Mother Jones' Stephanie Mencimer pulled together some data on the inadequate machines and long lines in places where non-white voters live. In 2012, black Americans waited an average of 23 minutes to vote, Hispanics waited 19 minutes, and white people waited 12 minutes.
Here are just a few examples of these voting inequalities, according to Mencimer:
"White people who live in neighborhoods whose residents are less than 5 percent minority had the shortest of all wait times, just 7 minutes."
"In areas of [Lee County, Florida] where African Americans and Latinos made up 40 to 50 percent of the population, precincts on average had a machine for every 2,150 voters, compared with 1,485 in areas with less than 10 percent minority populations."
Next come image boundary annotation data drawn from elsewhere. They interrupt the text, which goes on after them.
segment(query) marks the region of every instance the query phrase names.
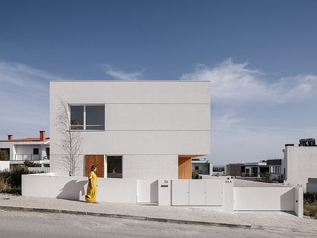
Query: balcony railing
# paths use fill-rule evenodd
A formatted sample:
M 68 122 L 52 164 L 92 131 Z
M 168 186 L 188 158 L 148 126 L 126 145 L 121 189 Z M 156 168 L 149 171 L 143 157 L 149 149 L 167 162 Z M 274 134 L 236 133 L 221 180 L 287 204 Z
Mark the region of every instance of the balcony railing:
M 40 160 L 40 159 L 39 159 L 39 155 L 26 154 L 26 155 L 15 155 L 15 160 L 35 161 L 35 160 Z
M 35 173 L 50 172 L 50 167 L 28 167 L 28 170 Z
M 258 173 L 243 172 L 241 174 L 241 176 L 242 177 L 258 177 Z

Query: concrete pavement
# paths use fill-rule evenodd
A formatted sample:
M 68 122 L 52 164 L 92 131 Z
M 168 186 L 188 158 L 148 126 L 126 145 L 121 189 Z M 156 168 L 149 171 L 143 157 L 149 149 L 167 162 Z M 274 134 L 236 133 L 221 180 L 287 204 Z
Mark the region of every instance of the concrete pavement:
M 0 195 L 0 208 L 6 207 L 29 208 L 32 209 L 63 210 L 81 214 L 97 214 L 148 217 L 153 220 L 171 219 L 218 224 L 236 224 L 241 227 L 263 228 L 271 230 L 307 232 L 317 235 L 317 220 L 300 219 L 292 214 L 282 212 L 224 213 L 207 210 L 207 208 L 140 206 L 114 203 L 86 204 L 81 201 L 32 197 Z M 19 208 L 17 208 L 19 209 Z M 57 211 L 55 211 L 57 212 Z M 123 216 L 123 217 L 120 217 Z M 111 217 L 111 216 L 110 216 Z M 114 216 L 115 217 L 115 216 Z M 112 217 L 114 217 L 112 216 Z
M 167 224 L 94 216 L 1 211 L 0 238 L 316 237 L 291 230 Z

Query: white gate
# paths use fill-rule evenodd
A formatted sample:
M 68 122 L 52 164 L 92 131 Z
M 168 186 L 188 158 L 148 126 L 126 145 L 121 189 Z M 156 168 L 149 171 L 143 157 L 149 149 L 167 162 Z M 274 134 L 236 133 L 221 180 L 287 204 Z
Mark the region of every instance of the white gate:
M 222 206 L 223 179 L 172 179 L 172 206 Z

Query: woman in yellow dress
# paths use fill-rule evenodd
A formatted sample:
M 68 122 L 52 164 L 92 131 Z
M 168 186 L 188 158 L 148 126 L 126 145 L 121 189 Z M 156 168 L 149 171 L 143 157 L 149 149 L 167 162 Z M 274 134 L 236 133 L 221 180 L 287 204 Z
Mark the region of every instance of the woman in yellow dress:
M 96 171 L 97 166 L 92 166 L 92 172 L 88 175 L 88 186 L 87 188 L 87 195 L 85 197 L 87 202 L 97 203 L 96 197 L 97 195 L 97 175 Z

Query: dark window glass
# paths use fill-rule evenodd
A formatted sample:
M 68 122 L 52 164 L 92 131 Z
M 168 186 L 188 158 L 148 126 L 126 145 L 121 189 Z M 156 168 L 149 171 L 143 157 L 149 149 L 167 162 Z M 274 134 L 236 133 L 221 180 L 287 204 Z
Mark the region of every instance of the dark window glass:
M 33 148 L 33 155 L 39 155 L 39 149 L 37 148 Z
M 45 151 L 46 151 L 46 156 L 48 159 L 49 159 L 50 158 L 50 147 L 46 147 Z
M 70 129 L 83 129 L 83 106 L 70 106 Z
M 86 106 L 86 130 L 105 130 L 104 106 Z
M 122 157 L 107 157 L 107 177 L 122 178 Z

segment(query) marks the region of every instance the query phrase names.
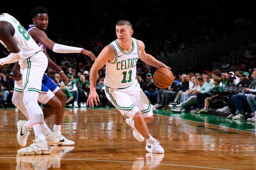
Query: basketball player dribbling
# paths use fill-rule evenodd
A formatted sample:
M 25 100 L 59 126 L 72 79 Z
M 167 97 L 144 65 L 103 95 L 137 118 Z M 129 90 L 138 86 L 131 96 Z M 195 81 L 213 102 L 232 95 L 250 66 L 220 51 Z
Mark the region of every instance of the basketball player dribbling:
M 106 65 L 105 92 L 108 99 L 125 117 L 126 123 L 133 129 L 133 135 L 140 141 L 147 141 L 149 152 L 162 153 L 164 150 L 160 142 L 149 134 L 146 123 L 152 121 L 151 104 L 135 78 L 136 63 L 139 58 L 157 68 L 171 69 L 145 51 L 143 42 L 132 37 L 133 31 L 131 23 L 122 20 L 116 25 L 117 39 L 100 52 L 90 72 L 90 93 L 87 106 L 98 106 L 99 96 L 95 89 L 98 70 Z
M 17 152 L 22 155 L 50 154 L 51 148 L 44 135 L 44 115 L 37 101 L 41 93 L 42 77 L 47 67 L 47 57 L 20 22 L 6 13 L 0 14 L 0 40 L 11 53 L 0 59 L 0 67 L 19 61 L 24 71 L 22 100 L 36 136 L 29 147 Z

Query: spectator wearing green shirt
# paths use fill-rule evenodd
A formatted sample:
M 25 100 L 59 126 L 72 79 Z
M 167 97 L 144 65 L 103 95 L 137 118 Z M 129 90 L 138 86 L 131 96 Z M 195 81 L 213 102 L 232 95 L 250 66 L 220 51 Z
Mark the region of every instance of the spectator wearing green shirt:
M 74 103 L 74 100 L 73 100 L 74 97 L 69 90 L 66 89 L 66 85 L 64 83 L 60 85 L 60 89 L 67 96 L 66 107 L 73 107 L 73 104 Z
M 83 74 L 80 76 L 76 87 L 78 89 L 78 101 L 80 103 L 80 107 L 85 107 L 87 98 L 90 92 L 90 82 L 85 79 Z
M 76 84 L 77 82 L 79 81 L 79 78 L 77 77 L 76 76 L 76 71 L 72 71 L 71 73 L 72 75 L 72 79 L 73 81 Z
M 78 101 L 78 91 L 76 87 L 76 82 L 73 81 L 72 79 L 72 76 L 69 74 L 67 75 L 67 77 L 68 78 L 68 87 L 69 92 L 71 93 L 72 95 L 74 97 L 74 107 L 78 107 L 77 102 Z M 65 82 L 66 83 L 66 82 Z
M 204 100 L 204 108 L 200 111 L 200 113 L 208 112 L 210 107 L 210 102 L 220 98 L 220 94 L 223 91 L 222 87 L 219 85 L 221 81 L 221 79 L 220 78 L 216 77 L 213 79 L 213 84 L 215 87 L 210 92 L 210 94 L 211 95 L 211 97 L 207 97 Z

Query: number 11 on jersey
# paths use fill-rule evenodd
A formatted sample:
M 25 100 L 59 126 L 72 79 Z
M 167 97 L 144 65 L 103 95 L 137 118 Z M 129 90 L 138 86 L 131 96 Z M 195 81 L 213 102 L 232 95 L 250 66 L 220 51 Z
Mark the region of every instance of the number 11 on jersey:
M 129 74 L 129 79 L 128 79 L 128 81 L 126 80 L 126 76 L 127 74 L 127 71 L 124 71 L 123 72 L 122 74 L 124 75 L 124 78 L 123 79 L 123 80 L 121 82 L 122 83 L 126 83 L 132 81 L 132 70 L 130 70 L 128 72 L 128 73 Z

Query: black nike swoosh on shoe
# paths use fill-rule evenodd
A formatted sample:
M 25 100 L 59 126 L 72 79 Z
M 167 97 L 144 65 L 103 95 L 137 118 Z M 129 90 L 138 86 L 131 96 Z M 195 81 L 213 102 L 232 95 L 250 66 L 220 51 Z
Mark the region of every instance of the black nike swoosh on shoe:
M 20 130 L 20 136 L 23 136 L 23 135 L 24 135 L 24 134 L 22 134 L 22 126 L 21 126 L 21 130 Z

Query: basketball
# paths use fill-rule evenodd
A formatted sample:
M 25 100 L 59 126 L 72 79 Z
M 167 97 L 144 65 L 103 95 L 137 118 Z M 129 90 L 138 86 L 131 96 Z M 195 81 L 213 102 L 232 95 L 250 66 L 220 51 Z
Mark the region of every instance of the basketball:
M 153 75 L 154 84 L 160 89 L 165 89 L 172 84 L 174 77 L 170 70 L 163 67 L 157 70 Z

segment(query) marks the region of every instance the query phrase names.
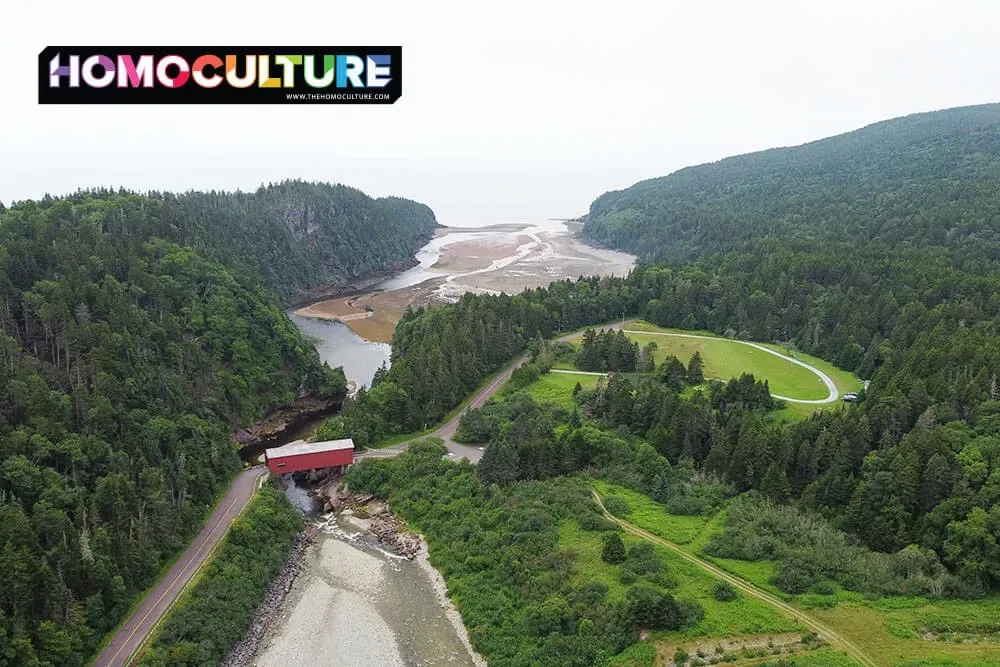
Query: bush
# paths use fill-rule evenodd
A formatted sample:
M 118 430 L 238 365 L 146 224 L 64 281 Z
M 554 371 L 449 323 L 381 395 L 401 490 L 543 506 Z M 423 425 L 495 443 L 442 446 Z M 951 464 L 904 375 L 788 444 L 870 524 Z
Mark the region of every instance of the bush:
M 736 589 L 728 581 L 717 581 L 712 586 L 712 597 L 719 602 L 731 602 L 736 599 Z
M 618 533 L 608 533 L 604 536 L 604 548 L 601 550 L 601 560 L 617 565 L 625 562 L 625 543 Z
"After the 2004 election, University of Michigan political scientist Walter Mebane studied Franklin County [Ohio] for the Democratic National Committee, which wanted to figure out why so many likely Democratic voters had been unable to vote. He found that precincts with large minority populations had nearly 24 percent more registered voters per voting machine than in precincts whose population was less than one-quarter minority."
The full article lists several more specific instances in which white voters have had it easier at the polls than black and Hispanic voters. The reasons for the disparities aren't clear — Mencimer wrote that there's no evidence of an actual scheme to keep voters in predominantly black and Latino areas that tend to vote Democratic from the polls. But that doesn't make them any less troubling.